KLCCP projects the overall performance of the group for the year to remain stable, underpinned by long-term office tenancy agreements
By SHAZNI ONG / Pic By TMR File
KLCCP Stapled Group’s earnings for the coming quarters are expected to be better, driven by organic growth on single-digit reversions and better contribution from its hotel and retail segment, as well as stable occupancy performance for its office segment, analysts noted.
This comes after KLCCP, which comprises KLCC Property Holdings Bhd and KLCC Real Estate Investment Trust (KLCC REIT), proposed a distribution per stapled security of 8.8 sen — 6.23 sen for KLCC REIT and 2.57 sen for KLCC Property — to be paid on Oct 4, 2019.
This brought the distribution per stapled security to 17.6 sen for the first half of 2019, representing a 1.1% rise year-on-year, the group said in an exchange filing on Tuesday.
For the second quarter (2Q) of this year, KLCCP reported a marginal increase in net profit of 0.68% to RM180.37 million from RM179.14 million in the same period a year ago, reflected by higher marketing and promotional expenses in the retail segment during the festive season, while its hotel observed lower occupancy (2Q: 58%, 1Q: 64%) and slower demand on the food and beverage front.
Revenue for the quarter bumped slightly by 1.76% to RM351.09 million compared to RM345 million in the same quarter a year ago due to impact by the reduction in leased area from the reconfiguration exercise at its mall.
For the cumulative six months, KLCCP posted a 1.25% increase in net profit to RM364.33 million from RM359.81 million in the same period a year ago, while revenue for the period rose 2.09% to RM704.53 million compared to RM690.11 million last year.
KLCCP expects the overall performance of the group for the year to remain stable, underpinned by long-term office tenancy agreements.
The group added that Suria KLCC’s new anchor-to-specialty retail concept reconfiguration of space is expected to enhance yields and customer experience, contributing positively to earnings from December 2019 onwards.
In a note yesterday, Hong Leong Investment Bank Research — which upgraded its call to ‘Buy’ from ‘Hold’ previously, and with a higher target price (TP) of RM8.51 from RM8.34 — said it does expect improved contribution from the hotel segment with its fully refurbished rooms and retail segment from the mall’s reconfiguration exercise as the first phase completion is expected by the end of financial year 2019 (FY19).
RHB Investment Bank Bhd upgraded its call to ‘Buy’ from ‘Neutral’ and with a higher TP of RM8.57 from RM8.30, noting that KLCCP’s earnings will improve next year on the back of Parkson’s space transformation in Suria KLCC, with the new smaller tenants there to lift the average rental rate in Suria KLCC.
“We believe the transformation of Parkson’s space in Suria KLCC will be the main catalyst for the REIT’s future earnings,” it said.
Meanwhile, Kenanga Research maintained its stance of ‘Market Perform’, but increased the TP to RM7.75 from RM7.65 post rolling forward its valuations to FY20E.

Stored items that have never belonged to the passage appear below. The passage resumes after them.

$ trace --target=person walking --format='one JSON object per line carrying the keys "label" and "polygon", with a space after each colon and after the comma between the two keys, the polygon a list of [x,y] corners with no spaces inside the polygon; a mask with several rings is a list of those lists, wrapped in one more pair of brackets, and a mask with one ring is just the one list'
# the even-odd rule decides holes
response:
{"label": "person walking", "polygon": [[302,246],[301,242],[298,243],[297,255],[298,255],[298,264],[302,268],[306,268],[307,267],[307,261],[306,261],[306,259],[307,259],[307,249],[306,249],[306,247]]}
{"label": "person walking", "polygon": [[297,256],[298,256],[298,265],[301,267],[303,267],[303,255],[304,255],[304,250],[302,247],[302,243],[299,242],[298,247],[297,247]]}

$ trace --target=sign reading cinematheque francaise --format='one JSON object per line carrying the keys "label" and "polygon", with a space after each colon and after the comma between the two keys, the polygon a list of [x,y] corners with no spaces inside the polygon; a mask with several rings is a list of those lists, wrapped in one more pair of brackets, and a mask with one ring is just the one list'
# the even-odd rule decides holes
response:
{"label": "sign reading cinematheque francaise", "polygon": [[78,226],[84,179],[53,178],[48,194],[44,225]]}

“The applied spread is the lowest among mortgage REITs (MREITs) under our coverage, which is a reflection of KLCC’s premium asset quality profile providing strong earnings stability and the fact that KLCC is one of the few Shariah-compliant MREITs.
“We are comfortable with our ‘Market Perform’ call due to limited upsides going forward as estimated net yield,” the research firm said.
On the outlook, Kenanga Research noted the group had previously renewed its shareholders’ approval for a 10% placement in April 2019, which is valid for one year.
“Phase 3 of Menara Dayabumi is still in the tendering process as the management focuses on securing an anchor tenant before proceeding with the development.
“Phase 3 is expected to comprise a 60-storey tower of mixed development — consisting of retail, office and hotel spaces — and will likely be completed in FY21-22.
“Lot 185 and Lot M are still under development and unlikely to be injected during the greenfield phase, while completion of construction is in 2022,” the research house said.
Affin Hwang Investment Bank Bhd — which maintained its ‘Buy’ call with an unchanged TP of RM8.55 — said it continues to like KLCC REIT for its defensive rental income, backed by triple net leases, high asset occupancy and sustainable yields in times of an economic downturn.
“We anticipate higher investor demand for defensive assets, taking a cue from the compression in Malaysian Government Securities yields. At a 5.1% 2020E yield, the valuation looks attractive considering its defensive earnings and steady distribution per unit growth,” the research firm said.
The stapled security closed unchanged at RM7.87, giving it a market capitalisation of RM14.21 billion.